What none of these combines is an open codebase, a certified calibrated microdata baseline, and a public scoring protocol under which the model’s claims resolve. That combination — not openness alone — is the gap.
Comparison table
| Model | Main strength | Main limitation | What we should learn |
|---|---|---|---|
| DynaSim | Rich retirement-policy scope and long validation history | Not open or easily accessible | Match the rigor, not the access model |
| MINT | Administrative-data credibility | Restricted data and code | Treat validation as the central challenge |
| CBOLT | Official long-term fiscal authority plus administrative earnings credibility | Limited public reproducibility of the production pipeline | Do not overclaim on official scoring, administrative-data parity, or macro closure |
| PWBM | Public-facing policy communication | Limited transparency beneath the interface | Public tools help, but they are not enough |
| Cato model | Open-source; simulates ~10,000 ASEC households under SSA assumptions | No published validation against administrative benchmarks | Openness alone is not the differentiator |
| SimPaths | Open-source life-course modeling, spreading across European countries | No published resolution-scoring program | An open research ecosystem is achievable |
| Destinie 2 | Official production model with published GPL source | France-specific scope; no published scoring program | Governments can open production models |
What gap still exists
No current model combines all of the following:
- open source
- a public-data workflow
- transparent intermediate-state validation artifacts
- a programmatic and AI-callable API
- a public interface
- integration with a broader tax-benefit platform
That is the real gap this project fills.
What this project should and should not claim
Plausible claims
- it can become the most transparent dynamic Social Security model in the U.S. policy ecosystem
- it can reduce the cost of serious exploratory policy analysis
- it can create a public validation benchmark for lifecycle microsimulation
- it can eventually support adjacent domains that share the same longitudinal data bottleneck
Implausible or premature claims
- that it will quickly replace MINT for SSA’s purposes
- that it will match CBO’s institutional role
- that public-data reconstruction eliminates the value of administrative records
- that an interface alone creates credibility
Bottom line
Existing models already show what a serious Social Security microsimulation model looks like.
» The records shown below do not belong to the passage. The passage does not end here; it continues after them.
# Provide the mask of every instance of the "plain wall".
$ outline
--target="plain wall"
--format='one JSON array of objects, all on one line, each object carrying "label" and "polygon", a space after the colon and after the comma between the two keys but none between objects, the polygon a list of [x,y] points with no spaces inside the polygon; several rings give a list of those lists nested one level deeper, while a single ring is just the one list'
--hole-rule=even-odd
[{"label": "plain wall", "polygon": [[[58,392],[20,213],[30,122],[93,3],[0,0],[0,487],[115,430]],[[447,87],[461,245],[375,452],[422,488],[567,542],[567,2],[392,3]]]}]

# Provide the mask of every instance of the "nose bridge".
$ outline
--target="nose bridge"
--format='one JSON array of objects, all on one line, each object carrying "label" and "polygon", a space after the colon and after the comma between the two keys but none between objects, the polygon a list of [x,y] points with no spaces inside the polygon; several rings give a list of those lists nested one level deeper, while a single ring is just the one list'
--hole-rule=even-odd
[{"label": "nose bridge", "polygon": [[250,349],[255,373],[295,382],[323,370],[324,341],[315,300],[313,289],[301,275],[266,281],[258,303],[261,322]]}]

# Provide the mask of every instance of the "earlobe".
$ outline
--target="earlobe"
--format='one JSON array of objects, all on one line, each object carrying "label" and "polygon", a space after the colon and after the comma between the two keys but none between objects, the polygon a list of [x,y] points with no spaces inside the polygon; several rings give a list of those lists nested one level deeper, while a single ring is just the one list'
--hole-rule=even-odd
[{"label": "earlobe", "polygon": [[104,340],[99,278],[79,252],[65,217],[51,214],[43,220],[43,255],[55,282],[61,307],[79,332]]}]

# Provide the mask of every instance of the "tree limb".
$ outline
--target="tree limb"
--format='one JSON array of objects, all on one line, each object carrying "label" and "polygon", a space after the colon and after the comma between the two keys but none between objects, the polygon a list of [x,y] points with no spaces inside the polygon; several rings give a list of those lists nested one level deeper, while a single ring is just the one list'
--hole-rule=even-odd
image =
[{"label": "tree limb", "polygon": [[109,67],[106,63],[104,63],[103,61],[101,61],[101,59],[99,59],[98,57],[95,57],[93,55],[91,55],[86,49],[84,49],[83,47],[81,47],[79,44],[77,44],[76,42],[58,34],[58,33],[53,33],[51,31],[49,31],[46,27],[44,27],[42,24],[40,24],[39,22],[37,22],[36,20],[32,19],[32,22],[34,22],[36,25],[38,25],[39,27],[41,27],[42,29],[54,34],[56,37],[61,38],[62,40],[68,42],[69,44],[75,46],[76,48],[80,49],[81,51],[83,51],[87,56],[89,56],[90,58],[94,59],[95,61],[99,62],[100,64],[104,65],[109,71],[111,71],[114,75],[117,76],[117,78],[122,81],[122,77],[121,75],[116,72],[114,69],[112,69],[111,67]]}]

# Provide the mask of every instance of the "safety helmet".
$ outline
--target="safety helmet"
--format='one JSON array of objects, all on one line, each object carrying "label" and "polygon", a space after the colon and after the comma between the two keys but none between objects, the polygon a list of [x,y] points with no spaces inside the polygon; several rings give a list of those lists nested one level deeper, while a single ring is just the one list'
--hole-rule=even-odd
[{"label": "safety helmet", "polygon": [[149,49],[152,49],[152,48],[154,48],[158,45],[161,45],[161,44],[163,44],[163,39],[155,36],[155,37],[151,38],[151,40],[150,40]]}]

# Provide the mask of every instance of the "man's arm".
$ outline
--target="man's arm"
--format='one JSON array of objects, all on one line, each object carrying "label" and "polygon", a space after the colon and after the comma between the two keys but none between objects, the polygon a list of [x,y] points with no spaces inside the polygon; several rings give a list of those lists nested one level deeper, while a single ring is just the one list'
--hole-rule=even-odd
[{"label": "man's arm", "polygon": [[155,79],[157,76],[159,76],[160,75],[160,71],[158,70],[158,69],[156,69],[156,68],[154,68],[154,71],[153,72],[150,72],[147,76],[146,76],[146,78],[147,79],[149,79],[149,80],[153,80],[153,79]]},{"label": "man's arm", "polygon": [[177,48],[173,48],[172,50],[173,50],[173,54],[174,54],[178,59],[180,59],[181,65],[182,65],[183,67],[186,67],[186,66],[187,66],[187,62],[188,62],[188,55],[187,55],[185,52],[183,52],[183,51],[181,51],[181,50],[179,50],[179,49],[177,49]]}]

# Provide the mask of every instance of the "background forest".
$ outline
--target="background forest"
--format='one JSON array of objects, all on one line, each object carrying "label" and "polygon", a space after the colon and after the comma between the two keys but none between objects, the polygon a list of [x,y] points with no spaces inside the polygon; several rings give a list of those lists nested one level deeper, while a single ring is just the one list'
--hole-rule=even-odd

DynaSim shows the value of breadth and institutional memory. MINT shows the value of administrative earnings histories. CBOLT shows what official fiscal authority optimizes for. Open models show that reproducibility is feasible.
The point of this project is to assemble a different bundle of strengths: public reproducibility, integration with PolicyEngine, and a validation record strong enough to make the model useful even before it is trusted as an official benchmark.